The plaintiff encouraged the employer to accelerate the return-to-work timeline. However, the company deferred to regulatory guidance and its policies and procedures. This caused the plaintiff to miss about a year of work and lose some of his accrued seniority as a driver. So, he sued the company, alleging that the company had violated the Americans with Disabilities Act.

As a threshold matter, a plaintiff alleging disability discrimination must show that: (1) he had an actual or perceived disability; (2) he was qualified to perform the essential functions of the job, either with or without reasonable accommodation; and (3) the defendant subjected him to an adverse employment action because of his actual or perceived disability.

Avoid the pitfalls.

In a situation like this where an employee suffers a psychotic episode, some employers may jump to conclusions about the individual’s ability to perform his job or the safety threat that his return to work could create for others. This is a trap.

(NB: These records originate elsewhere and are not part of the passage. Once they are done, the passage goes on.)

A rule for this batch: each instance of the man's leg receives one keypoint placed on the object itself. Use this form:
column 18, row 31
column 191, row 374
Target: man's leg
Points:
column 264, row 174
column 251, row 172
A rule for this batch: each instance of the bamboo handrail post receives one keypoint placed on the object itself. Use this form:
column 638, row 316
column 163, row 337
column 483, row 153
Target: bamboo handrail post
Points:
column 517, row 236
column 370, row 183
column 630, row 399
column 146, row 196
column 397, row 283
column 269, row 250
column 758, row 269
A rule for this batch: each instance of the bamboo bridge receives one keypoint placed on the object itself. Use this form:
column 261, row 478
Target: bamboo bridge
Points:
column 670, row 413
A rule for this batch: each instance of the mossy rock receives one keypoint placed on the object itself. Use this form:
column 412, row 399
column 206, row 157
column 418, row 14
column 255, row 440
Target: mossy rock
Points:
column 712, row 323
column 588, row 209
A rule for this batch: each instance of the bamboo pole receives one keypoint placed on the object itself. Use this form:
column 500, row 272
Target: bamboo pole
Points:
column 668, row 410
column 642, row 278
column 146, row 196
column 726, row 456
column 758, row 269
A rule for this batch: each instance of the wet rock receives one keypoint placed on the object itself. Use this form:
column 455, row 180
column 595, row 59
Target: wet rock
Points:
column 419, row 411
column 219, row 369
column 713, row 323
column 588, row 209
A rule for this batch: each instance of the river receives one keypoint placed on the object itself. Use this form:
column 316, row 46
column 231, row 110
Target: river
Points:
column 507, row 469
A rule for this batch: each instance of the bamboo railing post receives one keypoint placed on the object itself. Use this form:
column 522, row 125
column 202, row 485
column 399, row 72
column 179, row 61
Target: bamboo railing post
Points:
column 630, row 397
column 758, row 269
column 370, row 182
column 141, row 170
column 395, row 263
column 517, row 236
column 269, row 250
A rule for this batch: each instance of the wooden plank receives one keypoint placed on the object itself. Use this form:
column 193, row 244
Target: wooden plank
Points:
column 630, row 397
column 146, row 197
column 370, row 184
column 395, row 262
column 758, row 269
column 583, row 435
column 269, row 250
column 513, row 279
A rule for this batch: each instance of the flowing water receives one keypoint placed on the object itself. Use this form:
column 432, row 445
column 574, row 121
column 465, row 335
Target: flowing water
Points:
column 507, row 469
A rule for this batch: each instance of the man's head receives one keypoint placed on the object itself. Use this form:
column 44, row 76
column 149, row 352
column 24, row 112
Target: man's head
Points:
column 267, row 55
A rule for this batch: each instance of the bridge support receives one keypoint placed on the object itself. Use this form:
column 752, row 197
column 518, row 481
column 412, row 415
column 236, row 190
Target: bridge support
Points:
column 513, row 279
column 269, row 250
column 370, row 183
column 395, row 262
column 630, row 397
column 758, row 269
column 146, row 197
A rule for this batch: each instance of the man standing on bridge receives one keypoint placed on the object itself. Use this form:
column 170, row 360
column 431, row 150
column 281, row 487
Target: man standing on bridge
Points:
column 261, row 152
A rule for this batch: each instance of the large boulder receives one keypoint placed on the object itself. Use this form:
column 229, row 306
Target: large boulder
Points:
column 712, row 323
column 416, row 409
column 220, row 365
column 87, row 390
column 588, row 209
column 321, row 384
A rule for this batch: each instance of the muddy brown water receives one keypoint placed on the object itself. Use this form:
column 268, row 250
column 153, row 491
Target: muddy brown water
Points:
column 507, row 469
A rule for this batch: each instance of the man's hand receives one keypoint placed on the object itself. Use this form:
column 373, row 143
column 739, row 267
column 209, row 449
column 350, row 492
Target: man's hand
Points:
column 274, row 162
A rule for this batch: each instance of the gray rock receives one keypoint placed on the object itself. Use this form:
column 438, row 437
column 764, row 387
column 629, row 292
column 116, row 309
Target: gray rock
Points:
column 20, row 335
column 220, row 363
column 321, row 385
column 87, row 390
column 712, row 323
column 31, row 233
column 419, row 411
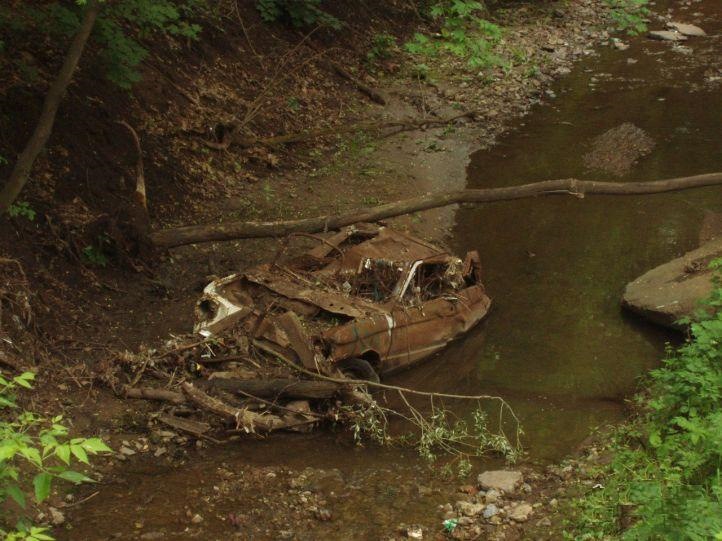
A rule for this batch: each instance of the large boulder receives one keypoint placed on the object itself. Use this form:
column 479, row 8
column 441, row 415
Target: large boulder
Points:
column 673, row 290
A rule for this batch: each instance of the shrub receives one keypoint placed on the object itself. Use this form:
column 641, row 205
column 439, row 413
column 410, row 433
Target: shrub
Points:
column 667, row 468
column 629, row 15
column 31, row 445
column 463, row 33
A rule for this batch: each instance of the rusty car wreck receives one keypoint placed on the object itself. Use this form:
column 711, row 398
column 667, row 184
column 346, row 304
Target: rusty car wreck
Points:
column 365, row 301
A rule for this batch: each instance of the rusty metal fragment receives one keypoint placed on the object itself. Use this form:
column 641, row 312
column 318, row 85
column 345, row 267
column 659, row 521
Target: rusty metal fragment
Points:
column 375, row 294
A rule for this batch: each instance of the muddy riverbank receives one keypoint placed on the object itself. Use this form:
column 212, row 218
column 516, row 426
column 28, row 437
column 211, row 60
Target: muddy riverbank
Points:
column 556, row 346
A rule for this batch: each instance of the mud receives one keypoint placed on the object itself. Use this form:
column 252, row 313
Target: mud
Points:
column 557, row 345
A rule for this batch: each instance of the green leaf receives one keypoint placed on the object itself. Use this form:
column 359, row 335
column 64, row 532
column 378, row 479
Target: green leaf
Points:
column 32, row 454
column 75, row 477
column 16, row 494
column 63, row 453
column 41, row 484
column 79, row 453
column 655, row 440
column 96, row 445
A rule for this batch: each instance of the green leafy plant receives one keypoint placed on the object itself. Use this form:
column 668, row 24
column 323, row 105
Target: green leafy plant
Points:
column 629, row 15
column 438, row 433
column 34, row 452
column 463, row 33
column 94, row 256
column 666, row 475
column 22, row 208
column 382, row 46
column 299, row 13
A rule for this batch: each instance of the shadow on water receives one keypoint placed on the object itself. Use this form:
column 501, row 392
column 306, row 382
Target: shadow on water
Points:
column 557, row 345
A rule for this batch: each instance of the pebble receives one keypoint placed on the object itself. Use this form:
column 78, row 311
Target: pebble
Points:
column 56, row 516
column 687, row 29
column 490, row 510
column 414, row 532
column 500, row 480
column 492, row 496
column 521, row 512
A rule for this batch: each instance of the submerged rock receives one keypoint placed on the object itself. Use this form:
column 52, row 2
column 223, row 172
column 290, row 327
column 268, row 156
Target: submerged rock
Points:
column 504, row 480
column 673, row 290
column 687, row 29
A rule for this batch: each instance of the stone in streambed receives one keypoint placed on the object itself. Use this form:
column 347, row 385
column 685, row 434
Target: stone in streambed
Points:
column 687, row 29
column 667, row 35
column 504, row 480
column 673, row 290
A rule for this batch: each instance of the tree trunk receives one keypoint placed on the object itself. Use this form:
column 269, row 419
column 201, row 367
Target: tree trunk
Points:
column 168, row 238
column 44, row 128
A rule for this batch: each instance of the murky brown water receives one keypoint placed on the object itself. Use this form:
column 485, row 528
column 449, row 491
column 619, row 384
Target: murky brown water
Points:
column 557, row 345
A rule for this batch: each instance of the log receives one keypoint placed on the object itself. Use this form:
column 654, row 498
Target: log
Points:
column 195, row 428
column 149, row 393
column 246, row 420
column 276, row 388
column 179, row 236
column 23, row 167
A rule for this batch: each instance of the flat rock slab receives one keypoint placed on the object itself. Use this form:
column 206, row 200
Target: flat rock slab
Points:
column 667, row 35
column 673, row 290
column 687, row 29
column 504, row 480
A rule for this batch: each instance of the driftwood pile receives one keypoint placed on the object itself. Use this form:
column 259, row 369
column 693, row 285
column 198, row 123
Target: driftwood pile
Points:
column 222, row 386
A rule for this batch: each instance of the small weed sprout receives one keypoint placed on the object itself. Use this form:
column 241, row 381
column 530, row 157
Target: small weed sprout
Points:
column 22, row 209
column 463, row 34
column 437, row 434
column 629, row 15
column 33, row 445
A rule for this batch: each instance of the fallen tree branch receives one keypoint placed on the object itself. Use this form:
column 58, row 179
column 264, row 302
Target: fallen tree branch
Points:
column 243, row 419
column 168, row 238
column 150, row 393
column 139, row 172
column 276, row 388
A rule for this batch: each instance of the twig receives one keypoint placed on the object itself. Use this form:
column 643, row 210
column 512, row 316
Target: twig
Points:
column 180, row 236
column 140, row 194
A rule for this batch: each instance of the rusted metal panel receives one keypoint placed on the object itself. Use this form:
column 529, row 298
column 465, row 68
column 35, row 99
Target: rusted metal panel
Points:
column 404, row 297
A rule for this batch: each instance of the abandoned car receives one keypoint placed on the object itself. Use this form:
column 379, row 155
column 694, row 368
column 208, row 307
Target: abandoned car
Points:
column 365, row 301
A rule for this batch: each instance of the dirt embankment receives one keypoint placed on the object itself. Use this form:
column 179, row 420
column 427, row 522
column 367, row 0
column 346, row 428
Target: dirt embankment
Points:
column 87, row 308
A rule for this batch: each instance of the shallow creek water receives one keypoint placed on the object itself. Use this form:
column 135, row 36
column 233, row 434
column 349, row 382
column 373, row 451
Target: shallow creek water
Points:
column 556, row 345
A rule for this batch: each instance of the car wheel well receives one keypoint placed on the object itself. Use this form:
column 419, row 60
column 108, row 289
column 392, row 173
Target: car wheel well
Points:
column 372, row 357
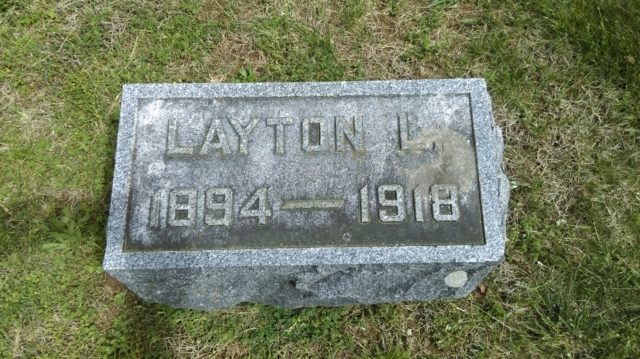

You’re not a doctor. (Well, unless you are, but you get the idea). And stereotyping a situation like this generally doesn’t end well.

Instead, follow the rules.

In this case, the court dismissed the ADA claim because the employer handled this by the book. It relied on doctors and FMSCA medical guidelines to disqualify the plaintiff from driving for one-year and applied its internal policy to reset the plaintiff’s job class seniority.

Courts don’t second-guess non-discriminatory business decisions.

Although the plaintiff disagreed with the employer’s decisions, the judge underscored that “it is not [the court’s] role to second-guess the wisdom of an employer’s business decisions—indeed the wisdom of them is irrelevant—as long as those decisions were not made with a discriminatory motive.”

So, if you find yourself faced with a similar unfortunate set of circumstances, please show compassion. Please ask for help from lawyers, doctors, or both. And please also follow your applicable policies and procedures.